Make Your Genes All Point the Same Direction

→ → → → → → → → → → → → → → → → → → → → → → → →
The title of the post is basically the entire lesson here. If you are designing multi gene constructs and don’t want to read this whole page, just make all your genes face the same direction OK?
→ → → → → → → → → → → → → → → → → → → → → → → →

Before we started hiring lots of people at Mozza I made the executive decision that we would be using the MoClo cloning system. Later on we switched to the PhytoBrick standard, which is almost the same, and eventually started making our own bespoke solutions to accelerate certain build chains that were frequently encountered. Anyways, we experimented with letting everyone (lab techs, research associates) design plasmids, I think to give people complete ownership of the project they were working on. The idea was that if individuals were responsible for everything like inventorying their own reagents and scheduling their experiments (and designing and assembling their own plasmids) then any failure to meet deadlines was 100% on them. This system didn’t last long but one thing that did persist longer than it ought to was poor plasmid designs.

One of the features of MoClo is that you end up with lots of reusable, intermediate parts that can be used to build stuff in the future without needing to start from scratch. In MoClo parlance one of these intermediate things is a “Level 1 transcriptional unit.” You may recognize this as a “gene.” Over time we build up a sizable collection of these Level 1 transcriptional units. We simultaneously start building up institutional knowledge about the properties of these genes. Some are company-wide favorites and some are regarded as duds. And inevitably, as with anything biological, we develop some mysticism around some of these genes. We don’t know exactly why this one works well so we are hesitant to tweak it. Any suggestion to change things means abandoning the intermediate work to start from scratch and the possibility of breaking whatever magic our favorite gene has.

Another “feature” of MoClo is that the direction each gene can be chosen independently. So for a given multi gene plasmid the overall design could look like ← → ← → or → ← ← ← etc. For those readers who made it past the first line but are getting antsy, what you should always always do is → → → → .
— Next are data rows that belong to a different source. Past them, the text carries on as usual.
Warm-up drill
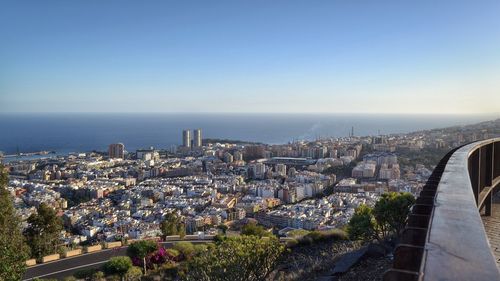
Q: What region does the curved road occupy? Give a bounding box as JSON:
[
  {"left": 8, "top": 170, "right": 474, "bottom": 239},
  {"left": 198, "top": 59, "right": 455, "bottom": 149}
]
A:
[{"left": 23, "top": 240, "right": 211, "bottom": 281}]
The scare quotes around the word feature should tell you what I really think about it. I guess to some extent more options is always a feature rather than a bug because no one is forcing you to use those features. It just leads to buggy designs if you don’t know any better.

Narrator’s voice: He didn’t know any better.

Getting back to the institutional inertia - if it was just intermediate plasmids that had already been built and QC’d that was preventing us from making changes, I would have waved my wand and proclaimed that we are going to rebuild some plasmids from scratch. With our build process that would only be a week setback at most. But there is an even stronger inertia that we accumulated. We have some experiments that, in part, rely on qPCR to tell us the relative expression level of a handful of genes. Partially to allow us to correct for differences in transformation efficiency in the math at the end. With qPCR you always need to pick one sample, design, individual as the reference that everything is always compared to. So we naturally begin to have one favorite plasmid that we always compare everything to. We have so much knowledge built up about how that one behaves in different circumstances that if we change reference plasmids, a chasm would form between the “before experiments” and the “after experiments”. All the experiments on one side of the divide are compared to each other but it becomes difficult to think about comparing experiments spanning the divide since we introduced new variables.

So there is a very good reason to not touch the reference plasmid. But we start to have concerns about the design of this plasmid We suspect that the reason that we can’t detect one of the casein genes in many assays is maybe because we haphazardly oriented two adjacent genes to face each other like → ←. We suspect that if the transcription of the second gene ever runs long it will transcribe part of the first gene, which could then hybridize with transcripts of the first genes to make double stranded RNA, which then gets processed into siRNAs that suppress the first gene through the RISC pathway. Confirming that mechanism would be a lot of work. Like a lot a lot. So instead we just want to reorient the genes to avoid that. But now we must abandon a lot of perfectly valid and well executed experiments on the other side of the chasm. It is hard to convince yourself that it’s worth it.

overlapping transcripts may lead to RISC

You can try to make your new reference plasmid in a certain way to allow for comparing it directly to your old reference plasmid, creating a bridge to compare the new experiments back to the old experiments. But there are always caveats with this. In my experience the difficulty in creating this logical bridge grows with like the cube of the number of changes you make to the reference designs.

The moral of the story, if you haven’t picked it up already is to make your genes all face the same direction. Biology is always complicated and messy. And maybe there is some rare use case for a gene oriented reverse of all the rest. But unless you are very confident you have one of those cases, do yourself a favor and take my advice.

I suspect that this is one of the primary ways in which transgenes get silenced in plants. Your TDNA lands in a random place. Maybe it’s in a coding sequence or intron or downstream of a coding sequence. In soybean this frequently doesn’t cause any obvious problems because of the amount of gene duplication, as I mentioned in this essay. But the promoter of this interrupted gene keeps chugging along causing your transgene to be transcribed. But your transgene landed in an orientation opposite of the gene it landed in. So the endogenous transcription generates antisense RNAs from your transgene which lead to silencing one way or another.